Liquid-phase ethanol oxidation and gas-phase CO oxidation reactions over M doped (M = Ag, Au, Pd, and Ni) and MM′ codoped CeO2 nanoparticles

Abstract

Transition metal doped metal oxides have been studied extensively for potential applications to environments and chemical industry. Herein, M doped (M = Ag, Au, Pd, and Ni) and MM′ codoped CeO2 nanoparticles (NPs) were prepared by a hydrothermal method and their liquid-phase ethanol and gas-phase CO oxidation performances were examined by UV-visible absorption spectroscopy and temperature programmed mass spectrometry, respectively. The ethanol and CO oxidation performances were enhanced greatly by metal-doping and were dependent on the relative concentration of codoped metals.
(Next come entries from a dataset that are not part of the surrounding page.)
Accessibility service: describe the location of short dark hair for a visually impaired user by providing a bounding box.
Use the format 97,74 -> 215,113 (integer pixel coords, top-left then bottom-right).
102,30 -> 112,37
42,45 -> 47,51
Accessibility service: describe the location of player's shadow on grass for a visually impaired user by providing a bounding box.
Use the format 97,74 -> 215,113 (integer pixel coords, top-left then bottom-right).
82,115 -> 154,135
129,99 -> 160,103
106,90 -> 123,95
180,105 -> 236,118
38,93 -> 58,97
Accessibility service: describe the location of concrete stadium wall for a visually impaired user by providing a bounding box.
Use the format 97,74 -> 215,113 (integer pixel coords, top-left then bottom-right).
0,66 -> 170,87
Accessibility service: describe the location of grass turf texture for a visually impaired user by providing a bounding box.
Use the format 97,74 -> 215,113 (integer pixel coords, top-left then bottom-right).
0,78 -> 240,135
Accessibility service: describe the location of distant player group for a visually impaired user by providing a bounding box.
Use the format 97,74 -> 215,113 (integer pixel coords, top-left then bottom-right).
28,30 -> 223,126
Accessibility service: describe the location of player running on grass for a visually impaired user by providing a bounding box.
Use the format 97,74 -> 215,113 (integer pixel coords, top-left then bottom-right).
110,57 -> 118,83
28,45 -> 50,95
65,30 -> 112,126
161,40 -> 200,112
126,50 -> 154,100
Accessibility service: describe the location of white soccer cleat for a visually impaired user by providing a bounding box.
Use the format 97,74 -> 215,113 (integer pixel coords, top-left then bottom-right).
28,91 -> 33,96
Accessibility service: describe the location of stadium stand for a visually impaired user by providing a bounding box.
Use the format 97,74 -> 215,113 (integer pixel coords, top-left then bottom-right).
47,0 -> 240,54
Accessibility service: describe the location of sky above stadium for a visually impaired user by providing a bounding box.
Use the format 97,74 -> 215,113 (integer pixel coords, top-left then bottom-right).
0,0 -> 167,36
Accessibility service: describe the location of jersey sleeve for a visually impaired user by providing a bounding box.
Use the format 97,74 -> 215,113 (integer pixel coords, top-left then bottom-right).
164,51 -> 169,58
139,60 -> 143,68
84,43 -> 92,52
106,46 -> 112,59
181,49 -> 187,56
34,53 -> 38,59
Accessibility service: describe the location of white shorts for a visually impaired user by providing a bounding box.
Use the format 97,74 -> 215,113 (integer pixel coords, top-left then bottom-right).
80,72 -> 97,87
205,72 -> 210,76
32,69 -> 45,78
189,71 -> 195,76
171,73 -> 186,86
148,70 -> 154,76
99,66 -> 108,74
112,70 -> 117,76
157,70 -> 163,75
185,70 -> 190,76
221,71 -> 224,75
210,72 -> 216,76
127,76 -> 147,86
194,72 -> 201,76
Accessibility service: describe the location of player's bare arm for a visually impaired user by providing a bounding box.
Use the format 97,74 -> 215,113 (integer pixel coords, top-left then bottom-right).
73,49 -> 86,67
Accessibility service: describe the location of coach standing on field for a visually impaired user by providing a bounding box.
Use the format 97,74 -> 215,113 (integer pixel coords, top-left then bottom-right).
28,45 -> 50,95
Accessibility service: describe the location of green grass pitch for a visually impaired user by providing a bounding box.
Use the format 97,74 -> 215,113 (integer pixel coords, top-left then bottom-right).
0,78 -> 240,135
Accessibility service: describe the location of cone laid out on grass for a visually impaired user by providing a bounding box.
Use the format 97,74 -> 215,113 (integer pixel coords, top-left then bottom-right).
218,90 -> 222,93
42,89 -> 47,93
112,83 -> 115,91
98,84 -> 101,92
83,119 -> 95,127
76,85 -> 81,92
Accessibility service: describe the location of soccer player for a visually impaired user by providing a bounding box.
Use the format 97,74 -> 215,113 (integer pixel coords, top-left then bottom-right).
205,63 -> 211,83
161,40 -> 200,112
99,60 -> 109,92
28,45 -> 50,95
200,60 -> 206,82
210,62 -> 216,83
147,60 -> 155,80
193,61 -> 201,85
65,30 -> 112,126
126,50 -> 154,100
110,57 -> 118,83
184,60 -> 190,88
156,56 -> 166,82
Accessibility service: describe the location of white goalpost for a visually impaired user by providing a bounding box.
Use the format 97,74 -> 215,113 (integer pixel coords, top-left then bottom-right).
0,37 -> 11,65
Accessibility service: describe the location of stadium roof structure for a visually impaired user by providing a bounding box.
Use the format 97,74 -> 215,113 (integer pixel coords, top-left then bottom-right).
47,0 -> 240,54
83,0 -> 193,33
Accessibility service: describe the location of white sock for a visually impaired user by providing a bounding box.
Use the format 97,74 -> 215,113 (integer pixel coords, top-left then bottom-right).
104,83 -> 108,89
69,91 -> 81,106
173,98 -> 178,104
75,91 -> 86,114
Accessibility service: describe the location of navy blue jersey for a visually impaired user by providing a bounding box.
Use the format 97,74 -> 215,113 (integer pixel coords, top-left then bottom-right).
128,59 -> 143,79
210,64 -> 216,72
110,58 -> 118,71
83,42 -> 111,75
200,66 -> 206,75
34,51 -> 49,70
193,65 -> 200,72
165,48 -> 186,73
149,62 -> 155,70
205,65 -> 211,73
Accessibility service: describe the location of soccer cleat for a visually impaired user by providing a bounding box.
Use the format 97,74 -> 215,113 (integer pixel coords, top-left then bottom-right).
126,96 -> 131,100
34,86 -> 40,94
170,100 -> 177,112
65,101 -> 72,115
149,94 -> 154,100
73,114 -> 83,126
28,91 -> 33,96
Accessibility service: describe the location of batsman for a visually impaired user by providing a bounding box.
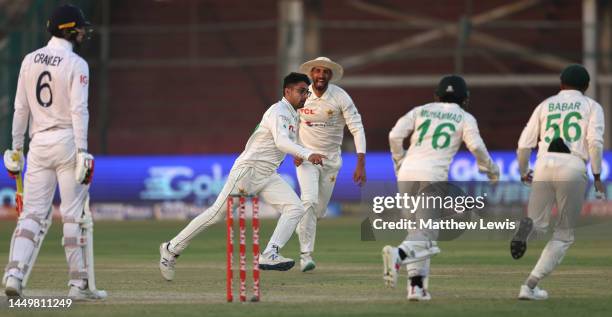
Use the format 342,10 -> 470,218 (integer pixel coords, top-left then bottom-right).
3,5 -> 107,300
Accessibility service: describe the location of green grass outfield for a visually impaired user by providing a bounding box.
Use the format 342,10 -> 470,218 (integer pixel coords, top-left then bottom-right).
0,219 -> 612,317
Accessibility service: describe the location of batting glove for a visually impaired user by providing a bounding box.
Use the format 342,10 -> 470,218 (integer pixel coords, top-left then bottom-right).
75,150 -> 94,185
4,150 -> 25,179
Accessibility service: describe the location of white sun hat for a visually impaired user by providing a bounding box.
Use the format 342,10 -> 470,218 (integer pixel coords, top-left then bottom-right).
300,56 -> 344,82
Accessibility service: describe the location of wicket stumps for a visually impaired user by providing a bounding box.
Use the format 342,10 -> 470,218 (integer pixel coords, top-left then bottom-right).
226,195 -> 260,302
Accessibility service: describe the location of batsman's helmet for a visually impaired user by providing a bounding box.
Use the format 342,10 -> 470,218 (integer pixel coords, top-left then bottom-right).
47,4 -> 91,37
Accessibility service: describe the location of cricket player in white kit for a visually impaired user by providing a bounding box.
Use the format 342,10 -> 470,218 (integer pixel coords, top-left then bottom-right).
295,57 -> 366,272
159,73 -> 325,281
382,75 -> 499,301
3,5 -> 106,300
510,65 -> 604,300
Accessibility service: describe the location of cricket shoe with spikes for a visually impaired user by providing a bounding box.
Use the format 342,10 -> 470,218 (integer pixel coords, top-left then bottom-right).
68,285 -> 108,301
406,280 -> 431,302
4,276 -> 23,298
159,242 -> 179,281
382,241 -> 440,287
518,285 -> 548,300
300,253 -> 317,272
259,246 -> 295,271
510,217 -> 533,260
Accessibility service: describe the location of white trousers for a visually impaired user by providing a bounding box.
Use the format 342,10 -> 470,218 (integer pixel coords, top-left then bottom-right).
397,168 -> 448,277
296,154 -> 342,253
6,129 -> 89,286
528,153 -> 587,279
169,164 -> 304,254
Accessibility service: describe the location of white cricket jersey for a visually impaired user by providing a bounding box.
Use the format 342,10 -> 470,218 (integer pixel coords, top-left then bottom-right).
389,102 -> 495,175
234,98 -> 313,172
13,37 -> 89,150
299,84 -> 366,154
518,90 -> 605,173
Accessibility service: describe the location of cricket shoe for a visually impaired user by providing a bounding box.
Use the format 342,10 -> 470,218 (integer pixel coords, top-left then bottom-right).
510,217 -> 533,260
300,252 -> 317,272
406,280 -> 431,302
159,242 -> 179,281
518,285 -> 548,300
4,276 -> 23,298
68,285 -> 108,301
382,241 -> 440,287
259,246 -> 295,271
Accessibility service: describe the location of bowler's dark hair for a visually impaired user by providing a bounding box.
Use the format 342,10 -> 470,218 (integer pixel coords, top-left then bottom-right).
283,72 -> 310,90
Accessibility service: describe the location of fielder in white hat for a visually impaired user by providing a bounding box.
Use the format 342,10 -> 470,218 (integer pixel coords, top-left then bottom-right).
295,57 -> 366,272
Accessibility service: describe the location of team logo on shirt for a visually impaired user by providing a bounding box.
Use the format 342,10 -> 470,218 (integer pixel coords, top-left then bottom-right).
299,108 -> 315,114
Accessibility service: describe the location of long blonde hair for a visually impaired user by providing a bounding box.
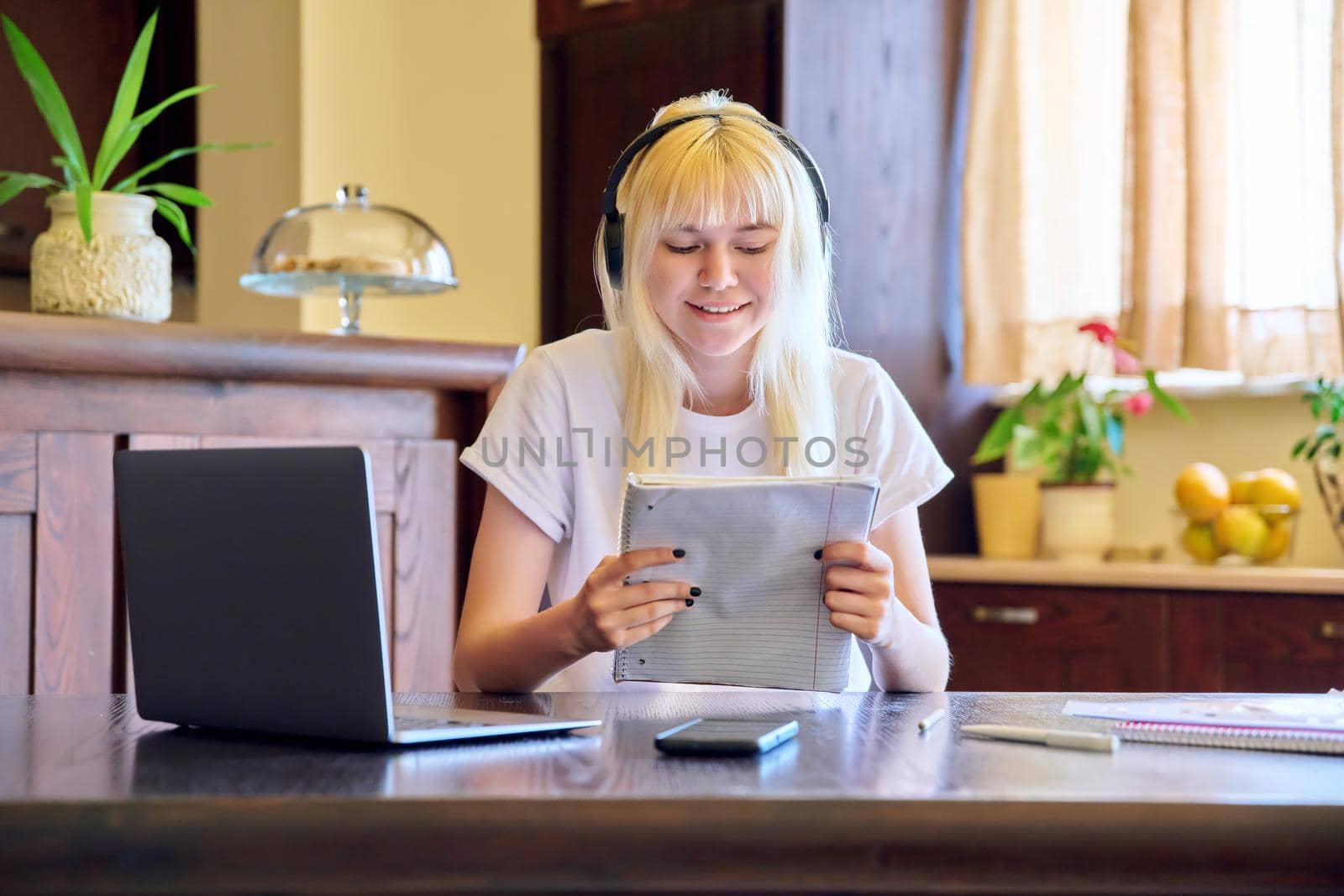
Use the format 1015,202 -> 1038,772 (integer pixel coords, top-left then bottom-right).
593,92 -> 838,475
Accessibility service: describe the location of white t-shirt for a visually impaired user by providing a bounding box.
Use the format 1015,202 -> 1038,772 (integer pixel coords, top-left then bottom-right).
461,329 -> 952,692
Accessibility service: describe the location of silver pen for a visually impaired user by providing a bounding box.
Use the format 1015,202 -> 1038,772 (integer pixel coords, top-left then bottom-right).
961,726 -> 1118,752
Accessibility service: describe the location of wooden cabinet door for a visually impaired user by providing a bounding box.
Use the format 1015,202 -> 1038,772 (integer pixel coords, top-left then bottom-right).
1172,592 -> 1344,693
937,583 -> 1168,690
0,432 -> 118,694
123,434 -> 459,690
0,432 -> 38,694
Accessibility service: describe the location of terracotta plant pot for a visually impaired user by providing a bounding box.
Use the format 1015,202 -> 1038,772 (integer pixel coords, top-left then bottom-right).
1040,482 -> 1116,563
31,192 -> 172,322
970,473 -> 1040,560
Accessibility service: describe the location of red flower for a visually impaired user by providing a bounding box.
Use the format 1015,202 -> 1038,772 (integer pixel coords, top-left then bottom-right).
1078,321 -> 1116,345
1125,391 -> 1154,417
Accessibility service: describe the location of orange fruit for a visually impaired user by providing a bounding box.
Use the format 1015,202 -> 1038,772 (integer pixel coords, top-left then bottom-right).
1180,522 -> 1226,563
1255,520 -> 1293,563
1214,504 -> 1268,558
1174,464 -> 1231,522
1230,470 -> 1259,504
1252,466 -> 1302,517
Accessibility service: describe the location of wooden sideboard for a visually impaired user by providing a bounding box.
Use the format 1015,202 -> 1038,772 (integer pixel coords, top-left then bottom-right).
0,312 -> 522,693
930,558 -> 1344,692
For ethanol oxidation, the concentration of acetaldehyde became saturated at low levels, while that of ethyl acetate continuously increased to become a final major product. For M doped CeO2 NPs, the ethanol oxidation performance showed an order of Ni < Ag < Pd ≪ Au. For MM′ codoped CeO2 NPs, the activity of Au doped CeO2 deteriorated drastically upon adding other metals (Ag, Ni, and Pd) as a cocatalyst.